OpenAI began the public rollout on July 9, 2026, after the US government cleared a wider release. Access arrives in stages across ChatGPT, Codex and the API, and by account tier, so it may not appear in your account the moment the announcement lands. Before then it was a limited preview for roughly 20 vetted partner organisations.
What are Sol, Terra and Luna in GPT-5.6?
They are capability tiers on the same generation, not three separate models. OpenAI split the version number (5.6) from the tier so each can improve on its own schedule. Sol is the top tier at $5 input and $30 output per million tokens, Terra the mid tier at $2.50/$15, Luna the lean one at $1/$6.

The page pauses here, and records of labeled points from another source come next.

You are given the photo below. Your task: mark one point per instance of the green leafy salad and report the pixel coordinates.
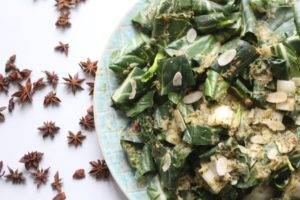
(212, 92)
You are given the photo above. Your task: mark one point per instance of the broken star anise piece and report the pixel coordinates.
(3, 84)
(10, 64)
(63, 48)
(89, 67)
(52, 78)
(60, 196)
(99, 169)
(79, 174)
(63, 20)
(38, 85)
(32, 160)
(91, 88)
(57, 184)
(76, 139)
(74, 83)
(40, 176)
(15, 176)
(51, 99)
(24, 93)
(49, 129)
(2, 118)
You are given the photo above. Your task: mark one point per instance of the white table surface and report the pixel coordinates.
(27, 29)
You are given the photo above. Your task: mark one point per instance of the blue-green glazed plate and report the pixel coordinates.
(109, 122)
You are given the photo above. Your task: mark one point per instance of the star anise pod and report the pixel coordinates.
(89, 67)
(57, 184)
(11, 104)
(32, 160)
(10, 64)
(76, 139)
(63, 48)
(38, 85)
(64, 4)
(91, 88)
(3, 84)
(49, 129)
(15, 176)
(2, 118)
(99, 169)
(60, 196)
(40, 176)
(63, 20)
(2, 172)
(79, 174)
(24, 93)
(74, 83)
(52, 78)
(51, 99)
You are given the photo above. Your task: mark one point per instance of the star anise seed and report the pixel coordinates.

Why was GPT-5.6 held back?
A US cybersecurity order signed in early June requires companies to submit powerful models for government review 30 days before a public release. The Department of Commerce's Center for AI Standards and Innovation ran extra testing on GPT-5.6, then the administration cleared it for wider distribution, which is what unlocked the July 9 launch.
Which GPT-5.6 tier should I use?
For most everyday work, Terra: OpenAI describes it as matching GPT-5.5 while costing half as much. Reach for Sol, plus its ultra subagent mode, only when you need the absolute ceiling on hard agentic or coding jobs. Luna is the pick when cost dominates and the task is light.
How much does GPT-5.6 cost?
Sol is $5 input and $30 output per million tokens, the same rate GPT-5.5 charged. Terra is exactly half at $2.50/$15. Luna is the floor at $1/$6. So the generation did not raise the top price; it added two cheaper rungs beneath it.